Sebenarnya menurut Firdaus, kondisi penurunan tanah akibat penggunaan air tanah yang kelewat batas ini tidak hanya terjadi di Jakarta. Tapi di sejumlah kota di beberapa negara juga terjadi.
"Saya punya referensi yang kuat dengan apa yang terjadi di Mexico City hampir 80 tahun lalu dan di Bangkok City 30 tahun lalu. Kota-kota besar di Jepang seperti Tokyo, Yokohama, dan Osaka punya pengalaman yang sama," ungkapnya.
Berikut wawancara lengkap detikcom dengan Firdaus Ali, yang juga pengamat dari Universitas Indonesia, Minggu (6/11/2011):
Betulkah permukaan tanah di Jakarta setiap tahun turun? Dan bagaimana prediksi Dari IWI?
Saya yakin tidak ada yang sanggup membantah fakta yang dan sedang bahkan mungkin sepertinya masih akan berlansung dalam beberapa dekade (jika tidak juga ada upaya segera untuk menghentikan laju turunnya muka air tanah dan muka tanah di wilayah ibukota NKRI ini.

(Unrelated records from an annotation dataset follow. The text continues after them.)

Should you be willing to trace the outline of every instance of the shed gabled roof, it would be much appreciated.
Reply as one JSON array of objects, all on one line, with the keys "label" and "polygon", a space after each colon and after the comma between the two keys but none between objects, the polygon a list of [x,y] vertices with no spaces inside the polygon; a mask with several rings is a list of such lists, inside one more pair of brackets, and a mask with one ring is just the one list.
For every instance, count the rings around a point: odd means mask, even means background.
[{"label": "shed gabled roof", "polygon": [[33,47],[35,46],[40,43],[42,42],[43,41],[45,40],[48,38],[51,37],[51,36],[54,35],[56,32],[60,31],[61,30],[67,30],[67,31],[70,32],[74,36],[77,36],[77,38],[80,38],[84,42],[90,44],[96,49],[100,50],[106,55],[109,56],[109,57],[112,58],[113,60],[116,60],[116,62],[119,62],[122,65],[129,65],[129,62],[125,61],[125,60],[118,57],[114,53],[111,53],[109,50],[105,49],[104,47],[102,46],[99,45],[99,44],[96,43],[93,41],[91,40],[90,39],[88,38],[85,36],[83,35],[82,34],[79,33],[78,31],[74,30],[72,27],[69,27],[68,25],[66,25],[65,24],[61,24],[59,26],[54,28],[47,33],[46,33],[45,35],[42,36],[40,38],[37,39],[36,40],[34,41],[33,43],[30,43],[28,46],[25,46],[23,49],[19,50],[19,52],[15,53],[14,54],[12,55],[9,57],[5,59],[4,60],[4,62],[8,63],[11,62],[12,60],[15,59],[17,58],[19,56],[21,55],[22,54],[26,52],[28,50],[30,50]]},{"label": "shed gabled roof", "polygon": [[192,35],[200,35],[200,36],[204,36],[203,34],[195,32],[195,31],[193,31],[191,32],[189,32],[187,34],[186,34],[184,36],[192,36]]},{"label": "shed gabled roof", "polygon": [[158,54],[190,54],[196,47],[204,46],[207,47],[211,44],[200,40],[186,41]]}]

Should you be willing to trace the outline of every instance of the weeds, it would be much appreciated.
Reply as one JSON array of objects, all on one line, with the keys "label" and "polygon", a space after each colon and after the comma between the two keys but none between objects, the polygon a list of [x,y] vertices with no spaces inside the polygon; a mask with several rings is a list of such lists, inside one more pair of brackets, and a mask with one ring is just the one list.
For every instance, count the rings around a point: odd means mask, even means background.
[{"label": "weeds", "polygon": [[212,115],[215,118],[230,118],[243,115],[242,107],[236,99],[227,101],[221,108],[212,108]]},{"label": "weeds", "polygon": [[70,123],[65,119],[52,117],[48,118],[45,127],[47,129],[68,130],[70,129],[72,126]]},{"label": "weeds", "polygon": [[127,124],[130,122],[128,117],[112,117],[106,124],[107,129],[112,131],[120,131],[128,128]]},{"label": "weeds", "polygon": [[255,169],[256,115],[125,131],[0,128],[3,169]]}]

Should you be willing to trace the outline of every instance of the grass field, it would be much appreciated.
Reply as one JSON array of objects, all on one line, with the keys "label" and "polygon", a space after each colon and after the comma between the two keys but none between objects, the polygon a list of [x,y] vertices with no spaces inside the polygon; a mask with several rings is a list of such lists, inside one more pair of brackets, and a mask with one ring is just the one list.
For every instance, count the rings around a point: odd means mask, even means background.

Ikatan Ahli Geologi Indonesia (IAGI) dengan segenap anggotanya yang dalam hal ini merupakan pakar dalam masalah geologi wilayah DKI Jakarta justru selalu berdiskusi dengan saya dalam rangka mencari upaya terobosan dari aspek teknik dan non-teknik untuk mencegah tenggelamnya ibukota ini.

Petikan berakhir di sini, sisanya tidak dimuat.